Эта ситуация раздражала Януша. Вообще Зося раздражала его еще в те времена, когда он покупал Коморов.
– Могу ли я узнать, что привело вас ко мне? – произнес он весьма официально.
Зося посмотрела на него с грустью, и взор ее был ясен, как цвет сегодняшнего неба.
– Привели меня сюда разные неприятные вещи.
– О! – сказал Януш. – Что же это за неприятности?
– Не догадываетесь? Вы пустили нас по миру.
– Я? – Мышинский стремительно прижал руку к груди и почувствовал, что сердце у него забилось быстрее.
– Ну конечно. Вы купили у нас Коморов за марки, которые через несколько месяцев потеряли всякую ценность. Это вам наверняка хорошо известно.
– Но ведь не я покупал Коморов, – не задумываясь, возразил Януш.
– Что вы говорите, граф, – сурово сказала Зося, и в глазах ее сверкнул холодный огонек. – Как это не вы покупали Коморов? А кто подписал акт?
Януш понял, что сказал глупость.
– Разумеется. Нет, я не то хотел сказать…
– Вы приобрели у нас Коморов, расплатившись марками, на которые отец через несколько месяцев смог купить только два золотых обручальных кольца. Вот и все.
Она смотрела на него неприязненно и строго. Янушу стало неловко.
– Панна Зося, – сказал он, – вы не вышли замуж?
– Нет, – ответила она.
– Панна Зося, – продолжал он, – тут нет ни моей вины, ни злого умысла…
Зося мотнула головой.
– Здесь ужасно жарко, – сказала она. – И такой запах…
Молодая зелень помидоров действительно выделяла терпкий резкий запах, который растекался в сыром и горячем воздухе.

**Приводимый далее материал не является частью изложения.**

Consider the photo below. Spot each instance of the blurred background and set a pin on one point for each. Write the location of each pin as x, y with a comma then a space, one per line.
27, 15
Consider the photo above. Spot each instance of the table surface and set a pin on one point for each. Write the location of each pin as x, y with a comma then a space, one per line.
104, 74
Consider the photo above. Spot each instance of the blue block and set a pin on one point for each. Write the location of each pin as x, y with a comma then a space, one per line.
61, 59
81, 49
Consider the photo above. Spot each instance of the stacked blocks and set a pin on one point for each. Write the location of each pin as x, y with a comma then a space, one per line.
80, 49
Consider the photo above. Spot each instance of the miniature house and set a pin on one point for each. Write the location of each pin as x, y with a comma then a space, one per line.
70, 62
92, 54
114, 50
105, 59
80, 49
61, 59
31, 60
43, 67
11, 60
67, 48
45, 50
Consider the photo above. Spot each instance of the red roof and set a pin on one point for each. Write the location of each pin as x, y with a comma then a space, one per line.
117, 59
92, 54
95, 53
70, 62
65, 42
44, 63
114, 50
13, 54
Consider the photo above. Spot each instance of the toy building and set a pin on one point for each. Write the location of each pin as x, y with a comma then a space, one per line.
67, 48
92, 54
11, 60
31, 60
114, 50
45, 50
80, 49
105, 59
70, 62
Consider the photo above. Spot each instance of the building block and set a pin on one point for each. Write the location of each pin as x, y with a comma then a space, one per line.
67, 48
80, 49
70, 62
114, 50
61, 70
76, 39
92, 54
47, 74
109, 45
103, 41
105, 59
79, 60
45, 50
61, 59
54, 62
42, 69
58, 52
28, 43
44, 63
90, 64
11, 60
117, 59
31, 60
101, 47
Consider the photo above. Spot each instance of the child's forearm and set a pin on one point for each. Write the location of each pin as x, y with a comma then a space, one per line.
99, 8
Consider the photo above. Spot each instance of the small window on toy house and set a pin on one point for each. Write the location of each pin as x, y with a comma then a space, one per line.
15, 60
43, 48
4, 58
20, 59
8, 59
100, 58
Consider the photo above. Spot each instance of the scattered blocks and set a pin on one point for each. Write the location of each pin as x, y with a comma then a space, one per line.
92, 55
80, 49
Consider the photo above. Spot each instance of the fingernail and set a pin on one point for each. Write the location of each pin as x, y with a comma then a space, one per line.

– Конечно, – добавила она, немного погодя, – вы не виноваты, но и мне неохота подыхать с голоду. Я без работы…
– А что вы умеете?
– Что умею? Ничего. Умею хозяйничать в Коморове… и то теперь бы, наверно, не справилась… с этими оранжереями и автомобилями… Но все-таки только на это я еще способна. Я приехала просить вас, чтобы вы взяли меня к себе в имение экономкой.
Зося робко посмотрела на него и зарумянилась. Она машинально дергала стебли аспарагуса, который стоял на столе декоративных растений. Януш спокойно отодвинул горшок.
– Не надо. Жалко растение, – сказал он.
Одним этим жестом он взял над ней верх. Она уронила руки и смотрела теперь на него не как человек, требующий ответа, а как робкая просительница.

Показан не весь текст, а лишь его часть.